Entretanto, ele adverte que tratar a RJ como uma solução isolada pode trazer consequências negativas. “Recuperação judicial sem reestruturação do negócio é apenas o adiamento da falência”, afirma. Essa perspectiva reforça a importância de um planejamento adequado após o pedido de recuperação.
A Crise Econômica e o Cenário de Crédito Seletivo
Para Denis Barroso, advogado especializado em recuperação empresarial, o recorde de 2025 se insere em um contexto mais amplo de instabilidade econômica global. Ele explica que o mercado brasileiro, assim como outros ao redor do mundo, ainda está colhendo os efeitos do pós-pandemia, conflitos internacionais e novas taxações. “Muitas empresas sobreviveram nos últimos anos operando no vermelho e se valendo de empréstimos para evitar o fechamento”, comenta. Segundo ele, esse modelo de endividamento prolongado se torna cada vez mais arriscado em um ambiente de crédito caro e seletivo, empurrando as empresas para a recuperação judicial.
Iniciando 2026, já surgem sinais de que a questão da recuperação judicial continuará em destaque. O pedido de RJ da Fictor Holding Financeira, que apresenta compromissos de cerca de R$ 4 bilhões, se tornou um dos primeiros grandes alertas do novo ano. A empresa vinculou sua crise a repercussões negativas da tentativa de aquisição do Banco Master, o que impactou seus contratos, fluxo operacional e a confiança do mercado.

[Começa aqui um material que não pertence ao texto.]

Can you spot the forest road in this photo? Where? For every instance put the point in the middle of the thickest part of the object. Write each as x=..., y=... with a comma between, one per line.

Necessidade de Estratégia e Método na Recuperação
Embora a recuperação judicial seja um recurso legal importante, especialistas ressaltam que sua eficácia depende de um plano de reestruturação sólido. “Nenhuma empresa está imune a problemas financeiros. Investir em controles, gestão adequada e governança é fundamental para identificar vulnerabilidades e corrigir rotas antes que a crise se agrave”, destaca Denis Barroso. Na prática, reverter essa situação exige medidas simultâneas, como gestão rigorosa do caixa, revisão de margens e preços, controle do capital de giro e redimensionamento criterioso de custos.

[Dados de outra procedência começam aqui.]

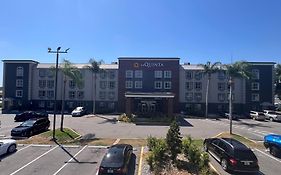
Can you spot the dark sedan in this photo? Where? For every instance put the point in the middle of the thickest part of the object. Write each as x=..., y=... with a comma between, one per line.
x=28, y=115
x=31, y=126
x=232, y=155
x=116, y=160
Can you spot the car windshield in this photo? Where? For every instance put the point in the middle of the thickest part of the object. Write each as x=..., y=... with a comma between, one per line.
x=28, y=123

Um Alerta para as Empresas em 2026
O recorde de recuperações judiciais em 2025 deve ser interpretado como um alerta ao setor empresarial brasileiro. Em um mercado que se mostra menos tolerante a improvisações, empresas que não operam com visibilidade e rapidez nas tomadas de decisões podem enfrentar penalizações severas. “A recuperação judicial pode oferecer tempo, mas tempo sozinho não recupera empresa. O que recupera é método, governança e execução disciplinada”, conclui Benito Pedro, enfatizando que isso é necessário para transformar a janela jurídica em uma reorganização econômica efetiva. Para 2026, a expectativa é de que essa temática permaneça no centro do debate, exigindo das empresas uma postura mais estratégica e profissional para navegar pelo período de instabilidade e emergir fortalecidas.